Cryptocurrency research firm K33 Research pointed out that as the price of Bitcoin entered a consolidation range, capital rotation is creating a “mini altcoin season”. The head of research at cryptocurrency service provider Matrixport also mentioned the increase in activity on the Ethereum network, laying the foundation for a bullish outlook for ETH.
According to a report released by K33 Research on Tuesday, as the price of Bitcoin (BTC) gradually narrowed between $34,000 and $36,000, funds began to rotate into altcoins, creating a “mini altcoin season”. This is a typical behavior pattern in the cryptocurrency market, where traders take profits after a significant rebound in Bitcoin and invest funds into smaller, riskier coins. At the same time, K33 pointed out that funds flowing into Bitcoin-related funds are also supporting the price of Bitcoin.
Markus Thielen, the head of research at cryptocurrency service provider Matrixport, stated in a report released on Monday that the income in the Ethereum ecosystem is bottoming out and possibly indicating a trading bottom for Ethereum (ETH). Data from Token Terminal shows that Ethereum’s weekly income (from network transaction fees) has risen to over $30 million for two consecutive weeks, higher than the annual low of $12 million set in early October. Thielen suggested that as long as Ethereum’s weekly transaction fees remain above $30 million, strategically bullish trading may be valuable. Based on a price chart shared by Thielen, Ethereum recently broke through the upper boundary of a converging triangle and may have the potential to reach a target price of $3,000.
Thielen had previously been bearish on Ethereum in September, citing deteriorating network income and user activity. In fact, Ethereum hit a seven-month low in early October, relative to Bitcoin, also reaching a 15-month low. Since then, with a significant market rebound, Ethereum has risen by about 20%, with a trading price of around $1,870 before deadline.

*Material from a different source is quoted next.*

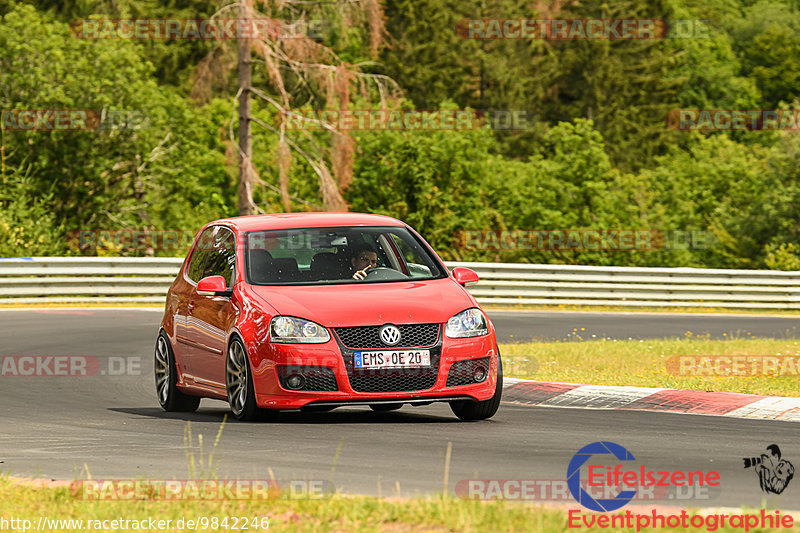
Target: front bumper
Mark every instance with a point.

Ethereum serves as the foundation for many DeFi (decentralized finance) protocols and decentralized exchanges. Blockchain analysis company IntoTheBlock pointed out that funds rotating from Bitcoin to altcoins help stimulate user activity on Ethereum. According to IntoTheBlock’s data, Ethereum settled $250 billion in asset transfers on the network last week, the highest amount since the US regional bank crisis in mid-March, and higher than the $105 billion at the end of August. With the surge in activity on Ethereum, on-chain data shows that the amount of ETH burned has exceeded the newly added supply in the past week, shifting the token from inflation to deflation after two months.
Lucas Outumuro, the head of research at IntoTheBlock, believes that the rise in on-chain activity indicates an improvement in the fundamentals of the cryptocurrency market.